Michael O'Malley, Associate Professor of History and Art History, George Mason University

Assignment

Background

In this exercise, you will search the "Making of America" database of antebellum journals at the University of Michigan, to discover how Americans thought about sexual equality in the period between 1830 and 1860.

Go to The Making of America. Click on "Other Searches in MoA". Then click on "Proximity" to choose Proximity Search. This allows you to search for three words which appear near each other in the texts in the database. Enter "women" in the first field and "equality" in the second, choose "<120" in the popup and limit date range to 1830-1860. Your page should look like this:

Click "Search." You should come up with 12 records. Repeat the search entering "marriage" and "equality" in the two fields--you'll come up with 4 more records.
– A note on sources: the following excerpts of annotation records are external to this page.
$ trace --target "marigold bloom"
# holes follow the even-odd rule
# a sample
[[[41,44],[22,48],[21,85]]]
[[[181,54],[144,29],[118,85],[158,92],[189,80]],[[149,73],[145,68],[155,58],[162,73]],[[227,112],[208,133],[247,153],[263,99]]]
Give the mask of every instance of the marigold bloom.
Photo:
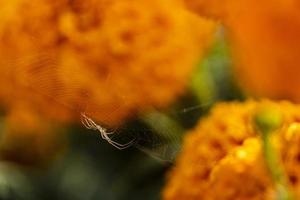
[[[223,22],[237,79],[251,94],[300,101],[300,4],[296,0],[185,0]]]
[[[275,199],[253,122],[261,106],[273,106],[283,114],[274,141],[290,185],[300,195],[300,107],[289,102],[248,101],[217,105],[186,136],[164,199]]]
[[[0,158],[23,165],[42,166],[62,153],[65,135],[24,102],[15,104],[3,119]]]
[[[0,5],[1,71],[13,76],[14,93],[31,88],[25,93],[46,94],[70,115],[82,111],[106,123],[182,94],[214,29],[171,0]]]

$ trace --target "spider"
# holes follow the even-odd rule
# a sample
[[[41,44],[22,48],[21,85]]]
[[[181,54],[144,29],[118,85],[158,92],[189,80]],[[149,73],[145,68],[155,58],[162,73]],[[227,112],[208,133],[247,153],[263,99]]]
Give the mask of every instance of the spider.
[[[107,132],[107,130],[104,127],[95,123],[91,118],[87,117],[85,113],[81,113],[81,117],[81,122],[87,129],[99,131],[102,139],[106,140],[109,144],[111,144],[119,150],[123,150],[130,147],[135,141],[135,139],[132,139],[131,141],[125,144],[120,144],[116,141],[113,141],[109,137],[109,135],[113,135],[114,132]]]

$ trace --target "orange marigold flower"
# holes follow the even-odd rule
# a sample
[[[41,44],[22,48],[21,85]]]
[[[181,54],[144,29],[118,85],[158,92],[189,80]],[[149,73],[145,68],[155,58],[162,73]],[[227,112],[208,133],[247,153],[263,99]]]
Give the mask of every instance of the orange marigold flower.
[[[194,8],[197,2],[200,15],[218,17],[224,23],[236,75],[247,92],[300,101],[299,1],[186,2]]]
[[[275,199],[253,121],[261,106],[282,112],[274,141],[290,185],[300,195],[300,107],[264,100],[217,105],[185,138],[164,199]]]
[[[65,135],[57,131],[59,126],[24,102],[14,105],[3,119],[1,160],[34,166],[53,161],[66,147]]]
[[[107,123],[182,94],[214,30],[171,0],[1,4],[1,70],[13,91],[31,88]]]

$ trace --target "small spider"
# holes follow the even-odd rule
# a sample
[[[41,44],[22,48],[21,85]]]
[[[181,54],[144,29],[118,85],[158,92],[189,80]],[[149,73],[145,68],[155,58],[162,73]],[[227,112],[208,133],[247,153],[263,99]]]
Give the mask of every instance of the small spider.
[[[87,129],[99,131],[102,139],[106,140],[109,144],[111,144],[112,146],[116,147],[119,150],[130,147],[135,141],[135,139],[132,139],[130,142],[126,144],[120,144],[116,141],[113,141],[109,137],[109,135],[114,134],[114,132],[107,132],[105,128],[96,124],[91,118],[87,117],[85,113],[81,113],[81,116],[82,116],[81,122]]]

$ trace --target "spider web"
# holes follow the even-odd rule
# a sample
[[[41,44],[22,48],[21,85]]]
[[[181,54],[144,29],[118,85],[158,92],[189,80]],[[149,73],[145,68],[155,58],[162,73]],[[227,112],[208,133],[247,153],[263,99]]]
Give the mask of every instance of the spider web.
[[[49,80],[48,74],[53,73],[53,70],[57,69],[55,66],[58,65],[58,62],[51,59],[47,53],[33,55],[24,59],[10,60],[7,61],[6,65],[8,69],[12,69],[10,74],[20,73],[26,74],[28,77],[35,77],[34,79],[37,80],[37,82],[29,83],[25,86],[28,87],[26,89],[39,93],[53,102],[75,111],[78,117],[81,116],[81,119],[83,119],[82,127],[85,126],[87,129],[98,131],[99,136],[112,146],[118,149],[134,146],[163,162],[174,161],[181,149],[183,134],[186,132],[182,127],[187,129],[192,127],[191,124],[180,124],[182,127],[179,127],[172,118],[177,118],[177,121],[180,122],[188,121],[188,123],[191,123],[192,121],[195,124],[199,117],[199,111],[209,105],[199,105],[192,102],[192,106],[187,106],[187,104],[175,106],[173,111],[169,111],[169,113],[171,113],[170,118],[154,110],[140,117],[140,119],[134,119],[126,123],[124,126],[109,127],[94,121],[90,116],[84,113],[84,106],[88,105],[74,107],[60,100],[63,99],[60,97],[66,97],[70,94],[64,91],[59,83],[53,84],[53,82],[51,82],[52,80]],[[26,70],[24,71],[24,69]],[[72,72],[70,72],[69,75],[72,75]],[[39,87],[38,90],[35,87]],[[72,87],[76,87],[76,85]],[[43,91],[51,91],[50,94],[53,92],[52,94],[56,95],[51,96]],[[116,110],[118,110],[118,108],[116,108]],[[196,113],[194,119],[192,119],[193,113]],[[109,118],[110,116],[107,117]],[[182,118],[186,118],[186,120],[182,120]]]

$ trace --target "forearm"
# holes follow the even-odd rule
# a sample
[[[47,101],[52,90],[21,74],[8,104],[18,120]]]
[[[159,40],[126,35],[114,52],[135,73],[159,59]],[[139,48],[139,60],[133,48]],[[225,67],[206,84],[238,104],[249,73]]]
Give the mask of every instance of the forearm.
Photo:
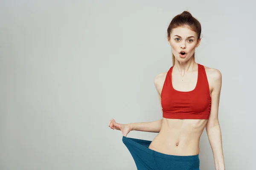
[[[130,125],[132,130],[143,132],[159,133],[162,127],[163,119],[151,122],[141,123],[131,123]]]
[[[207,129],[209,142],[212,150],[215,169],[225,169],[224,157],[222,150],[221,133],[219,125],[216,125]]]

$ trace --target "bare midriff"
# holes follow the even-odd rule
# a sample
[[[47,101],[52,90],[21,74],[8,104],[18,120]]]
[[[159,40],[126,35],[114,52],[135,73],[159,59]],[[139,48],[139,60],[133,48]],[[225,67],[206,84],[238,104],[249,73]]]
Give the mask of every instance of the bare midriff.
[[[207,120],[163,118],[160,132],[148,148],[168,155],[197,155],[200,137]]]

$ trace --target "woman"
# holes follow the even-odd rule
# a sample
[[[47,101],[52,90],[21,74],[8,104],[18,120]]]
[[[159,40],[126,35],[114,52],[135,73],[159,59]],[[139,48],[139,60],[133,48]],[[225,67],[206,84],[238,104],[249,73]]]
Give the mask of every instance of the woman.
[[[154,84],[163,119],[154,122],[108,126],[121,130],[122,141],[138,170],[199,170],[199,139],[206,128],[216,170],[224,170],[218,110],[221,74],[195,61],[201,26],[184,11],[167,29],[173,66],[157,75]],[[131,130],[159,133],[152,141],[126,137]]]

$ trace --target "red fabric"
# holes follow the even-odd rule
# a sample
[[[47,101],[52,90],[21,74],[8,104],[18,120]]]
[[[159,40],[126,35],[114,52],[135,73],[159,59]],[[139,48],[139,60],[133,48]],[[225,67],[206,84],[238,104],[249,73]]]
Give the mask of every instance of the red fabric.
[[[168,71],[161,94],[163,117],[168,119],[209,119],[211,98],[204,67],[198,64],[197,82],[189,91],[175,90],[172,83],[173,66]]]

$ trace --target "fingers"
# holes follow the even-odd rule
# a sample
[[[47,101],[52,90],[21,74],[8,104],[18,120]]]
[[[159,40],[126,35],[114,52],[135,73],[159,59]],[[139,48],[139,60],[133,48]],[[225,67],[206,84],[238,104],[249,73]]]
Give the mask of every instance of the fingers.
[[[112,119],[112,120],[110,120],[109,121],[109,122],[108,123],[108,127],[112,129],[113,130],[114,130],[115,128],[114,127],[114,124],[112,122],[113,120],[113,119]]]

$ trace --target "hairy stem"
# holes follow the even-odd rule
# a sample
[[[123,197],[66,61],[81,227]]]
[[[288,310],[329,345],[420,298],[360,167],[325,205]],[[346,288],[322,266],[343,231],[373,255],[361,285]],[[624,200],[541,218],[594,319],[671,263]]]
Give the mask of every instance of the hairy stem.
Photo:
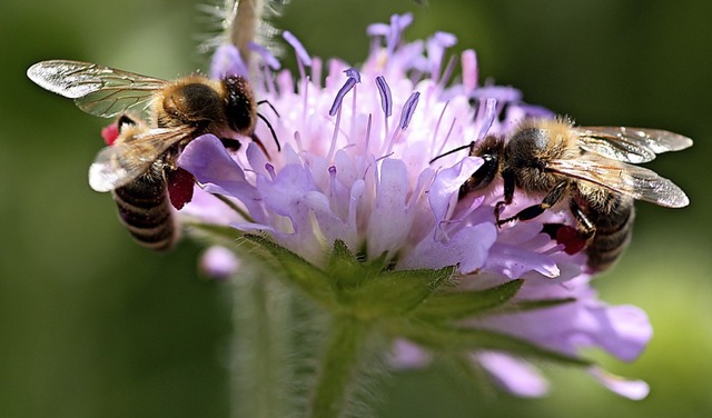
[[[310,405],[310,418],[347,414],[358,384],[370,324],[350,316],[332,318]]]
[[[233,291],[233,416],[284,417],[294,401],[284,387],[290,303],[281,285],[258,271],[240,269]]]

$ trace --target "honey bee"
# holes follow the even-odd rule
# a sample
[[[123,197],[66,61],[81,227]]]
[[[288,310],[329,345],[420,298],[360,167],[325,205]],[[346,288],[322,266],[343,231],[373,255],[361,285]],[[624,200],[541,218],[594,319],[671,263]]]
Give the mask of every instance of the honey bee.
[[[257,112],[263,102],[255,100],[241,76],[221,80],[189,76],[166,81],[69,60],[38,62],[27,74],[46,90],[73,99],[87,113],[119,116],[118,138],[97,155],[89,169],[89,185],[96,191],[111,191],[129,231],[139,243],[156,250],[170,248],[176,238],[166,197],[172,188],[167,180],[177,178],[182,190],[195,181],[185,175],[175,176],[181,173],[176,159],[188,142],[212,133],[226,147],[239,148],[237,138],[246,136],[267,153],[255,135],[259,118],[280,149],[268,120]],[[127,111],[131,109],[147,111],[148,123],[130,117]],[[186,202],[184,199],[176,205],[170,197],[174,206]]]
[[[165,140],[156,130],[151,131],[146,122],[129,115],[119,117],[116,126],[118,137],[110,149],[125,148],[125,159],[128,158],[127,153],[136,152],[136,148],[130,146],[131,142],[140,143],[149,135],[156,140]],[[151,148],[147,151],[150,153],[156,149]],[[141,155],[147,156],[146,152]],[[156,159],[145,172],[125,186],[112,189],[111,195],[118,207],[119,219],[134,239],[144,247],[164,251],[170,249],[176,242],[178,229],[166,186],[167,172],[164,158],[170,157],[167,155],[155,157]],[[90,173],[92,170],[101,169],[101,165],[92,165]],[[171,175],[175,172],[178,171],[170,171]],[[90,176],[91,178],[100,178],[100,176]],[[186,187],[192,188],[192,179],[188,180]]]
[[[585,248],[589,269],[602,271],[619,259],[631,239],[634,200],[669,208],[690,203],[672,181],[634,165],[690,146],[690,138],[664,130],[574,127],[565,119],[530,119],[506,142],[490,136],[468,146],[471,156],[484,163],[461,187],[459,196],[484,190],[501,177],[504,200],[495,206],[498,226],[567,208],[576,222],[574,241],[583,242],[578,248]],[[544,198],[503,219],[515,189]]]

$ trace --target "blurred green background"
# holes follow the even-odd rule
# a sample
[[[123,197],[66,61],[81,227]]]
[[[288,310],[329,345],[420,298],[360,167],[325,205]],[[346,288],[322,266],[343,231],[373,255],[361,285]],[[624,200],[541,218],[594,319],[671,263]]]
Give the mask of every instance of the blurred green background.
[[[596,280],[603,299],[645,309],[655,337],[614,372],[652,386],[627,401],[573,370],[547,368],[551,396],[478,392],[438,370],[398,376],[383,417],[712,416],[712,2],[293,0],[283,29],[313,54],[356,63],[365,28],[413,11],[408,39],[435,30],[477,50],[482,77],[582,125],[655,127],[695,140],[651,163],[689,193],[639,205],[635,239]],[[136,246],[87,168],[103,120],[24,77],[68,58],[162,78],[205,68],[188,0],[0,3],[0,417],[227,417],[229,308],[197,272],[200,248]]]

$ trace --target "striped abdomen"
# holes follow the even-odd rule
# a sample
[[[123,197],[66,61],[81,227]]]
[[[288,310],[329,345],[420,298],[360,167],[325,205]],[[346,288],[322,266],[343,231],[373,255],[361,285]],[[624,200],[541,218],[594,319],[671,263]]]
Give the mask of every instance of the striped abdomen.
[[[113,190],[119,218],[144,247],[165,251],[176,241],[176,226],[166,181],[150,171]]]

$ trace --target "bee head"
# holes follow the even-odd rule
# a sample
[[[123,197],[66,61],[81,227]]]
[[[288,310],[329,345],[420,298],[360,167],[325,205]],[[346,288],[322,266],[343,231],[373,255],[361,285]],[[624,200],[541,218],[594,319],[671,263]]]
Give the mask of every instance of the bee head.
[[[224,118],[218,91],[201,80],[189,80],[168,90],[162,108],[166,117],[159,120],[161,127],[189,125],[205,128],[210,121]]]
[[[255,129],[257,104],[247,80],[241,76],[230,76],[222,80],[226,92],[227,122],[236,132],[249,136]]]
[[[471,191],[482,190],[494,181],[501,170],[503,150],[504,141],[495,136],[488,136],[473,147],[471,156],[482,158],[483,163],[459,188],[461,198]]]

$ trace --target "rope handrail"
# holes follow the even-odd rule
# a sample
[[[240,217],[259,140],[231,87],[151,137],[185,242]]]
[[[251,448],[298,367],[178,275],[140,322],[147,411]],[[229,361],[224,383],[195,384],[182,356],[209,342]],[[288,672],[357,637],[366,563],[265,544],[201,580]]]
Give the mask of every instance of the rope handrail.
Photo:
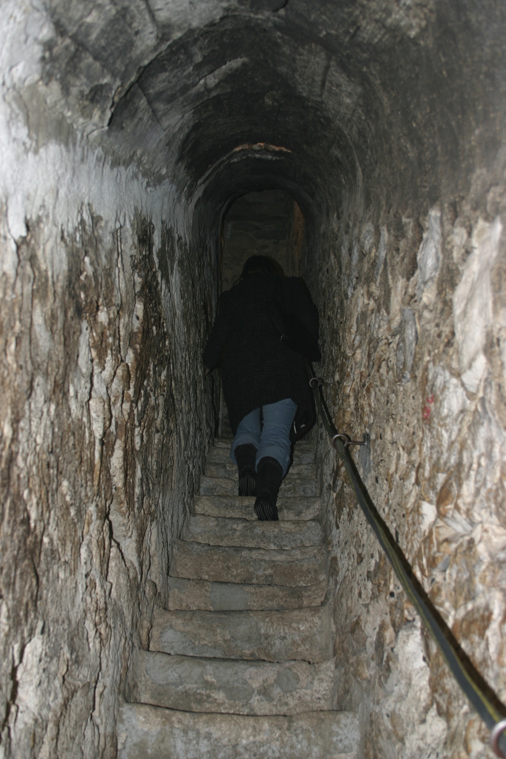
[[[406,595],[418,612],[450,671],[467,700],[491,731],[491,748],[498,757],[506,759],[506,707],[460,648],[374,505],[350,452],[350,446],[363,443],[350,440],[347,435],[338,432],[323,397],[322,386],[331,383],[316,377],[309,364],[308,375],[323,426],[331,439],[332,447],[344,465],[359,505],[386,553]]]

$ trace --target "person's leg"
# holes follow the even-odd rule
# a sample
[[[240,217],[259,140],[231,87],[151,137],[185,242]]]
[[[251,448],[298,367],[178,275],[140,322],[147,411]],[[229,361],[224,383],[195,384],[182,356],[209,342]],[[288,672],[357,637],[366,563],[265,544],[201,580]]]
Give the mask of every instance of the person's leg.
[[[256,452],[255,513],[263,521],[277,521],[278,493],[290,464],[290,427],[297,405],[288,398],[262,406],[263,428]]]
[[[290,428],[295,418],[297,404],[291,398],[285,398],[278,403],[269,403],[262,407],[263,428],[257,446],[256,466],[260,459],[269,456],[279,461],[286,474],[290,465]]]
[[[260,444],[260,409],[241,419],[232,442],[230,458],[239,470],[238,493],[254,496],[256,450]]]

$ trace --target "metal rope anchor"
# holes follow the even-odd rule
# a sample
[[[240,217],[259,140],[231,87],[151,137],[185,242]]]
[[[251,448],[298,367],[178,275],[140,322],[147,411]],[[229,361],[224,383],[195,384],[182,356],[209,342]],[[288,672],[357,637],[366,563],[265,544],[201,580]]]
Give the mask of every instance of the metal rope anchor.
[[[348,446],[366,446],[367,442],[366,440],[350,440],[350,436],[346,435],[344,433],[338,432],[336,435],[334,435],[332,439],[332,448],[335,448],[335,443],[337,440],[341,440],[344,448],[347,448]]]
[[[327,387],[332,387],[333,383],[325,382],[325,380],[322,380],[321,377],[311,377],[310,380],[310,387],[313,388],[314,390],[317,387],[323,387],[326,386]]]

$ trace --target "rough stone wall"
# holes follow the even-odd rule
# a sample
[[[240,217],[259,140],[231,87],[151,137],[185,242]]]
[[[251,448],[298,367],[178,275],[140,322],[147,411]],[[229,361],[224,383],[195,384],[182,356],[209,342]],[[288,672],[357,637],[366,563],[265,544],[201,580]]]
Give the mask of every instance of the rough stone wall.
[[[142,216],[108,244],[84,209],[58,243],[39,218],[14,244],[2,221],[2,755],[114,756],[130,651],[200,474],[187,307],[206,279],[169,234],[156,257]]]
[[[374,502],[505,702],[503,172],[500,154],[467,197],[419,213],[336,216],[312,285],[326,293],[322,373],[335,381],[338,428],[369,436],[354,456]],[[365,755],[492,757],[323,436],[320,446],[341,705],[360,710]]]
[[[8,11],[0,756],[114,757],[131,650],[166,600],[214,426],[200,356],[216,256],[168,181],[113,168],[36,96],[48,29]]]

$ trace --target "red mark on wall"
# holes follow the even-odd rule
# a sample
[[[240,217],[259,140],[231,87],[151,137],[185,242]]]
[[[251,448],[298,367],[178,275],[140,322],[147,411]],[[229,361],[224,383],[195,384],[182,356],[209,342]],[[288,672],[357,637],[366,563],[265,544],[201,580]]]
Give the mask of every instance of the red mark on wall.
[[[429,419],[430,417],[431,407],[434,403],[434,395],[429,395],[429,398],[425,402],[425,406],[423,407],[423,411],[422,411],[422,416],[424,419]]]

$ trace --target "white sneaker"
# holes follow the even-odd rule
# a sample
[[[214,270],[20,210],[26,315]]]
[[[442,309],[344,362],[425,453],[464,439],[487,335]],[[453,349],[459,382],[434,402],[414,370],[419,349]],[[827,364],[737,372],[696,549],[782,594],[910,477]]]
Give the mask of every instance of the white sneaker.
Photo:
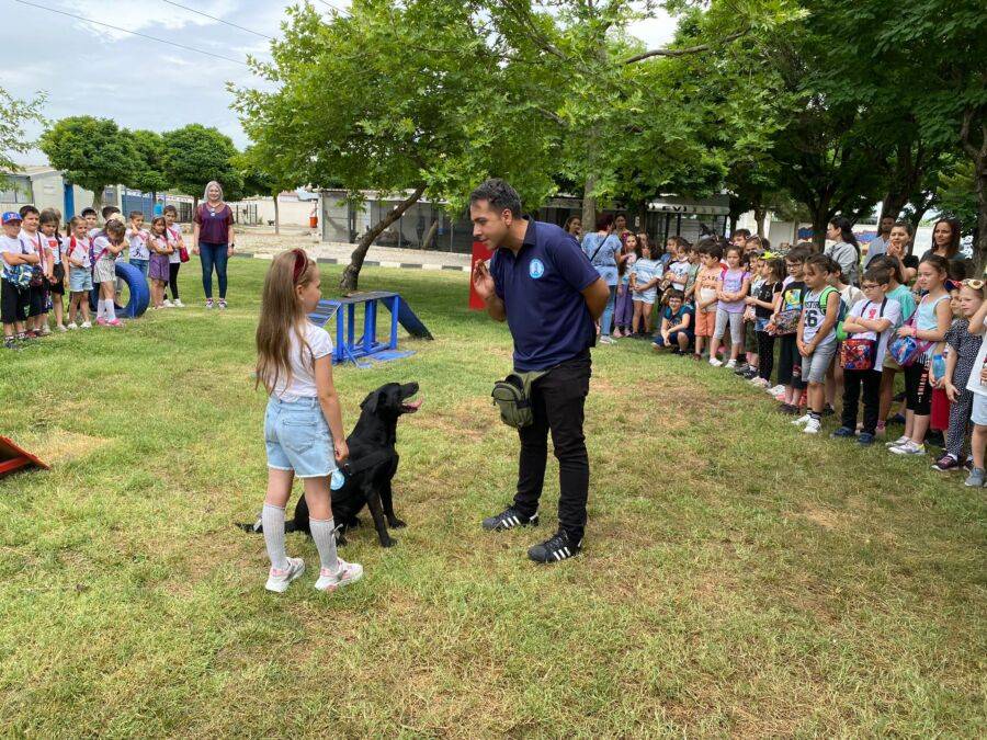
[[[926,445],[917,444],[911,440],[908,440],[908,442],[903,445],[890,447],[888,452],[890,452],[893,455],[915,455],[916,457],[918,457],[919,455],[926,454]]]
[[[296,578],[305,572],[305,560],[302,558],[287,558],[288,567],[285,570],[271,568],[268,571],[268,582],[264,588],[274,593],[284,593]]]
[[[316,591],[328,591],[332,593],[339,588],[355,583],[363,578],[363,566],[359,562],[347,562],[342,558],[337,558],[339,565],[337,572],[332,572],[328,568],[319,571],[319,580],[316,581]]]

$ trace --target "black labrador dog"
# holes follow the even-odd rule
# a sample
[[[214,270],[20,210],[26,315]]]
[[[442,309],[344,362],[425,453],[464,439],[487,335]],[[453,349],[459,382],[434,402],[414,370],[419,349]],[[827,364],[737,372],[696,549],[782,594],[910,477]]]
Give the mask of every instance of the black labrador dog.
[[[358,514],[368,506],[382,547],[397,543],[387,527],[398,528],[405,523],[394,513],[394,492],[390,481],[400,460],[397,443],[397,422],[406,413],[415,413],[421,401],[410,400],[418,394],[417,383],[388,383],[371,391],[360,405],[360,421],[347,445],[350,457],[342,466],[345,483],[332,491],[332,516],[337,524],[337,543],[345,544],[344,533],[360,526]],[[241,524],[248,532],[262,532],[260,521]],[[286,532],[309,533],[308,504],[305,497],[295,505],[294,522],[286,523]]]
If you still don't have enough information, enter your own search terms related to women's equality (suffrage or divorce for example) to find more records.

Questions

After you have read the relevant documents that the search turns up, write one page answering two or more of the following questions:

  1. What were the objections to women's legal equality in marriage?
  2. What arguments were made for equality in marriage?
  3. Did Americans in this period want women fully involved in the marketplace, or did they want to shield women from the market?
  4. How were the arguments made? How was "the home" described? How was religion used to justify various positions?
  5. Do any of the arguments look "modern"? Or are they distinctly different from how we might frame such discussions? If so, what is the difference?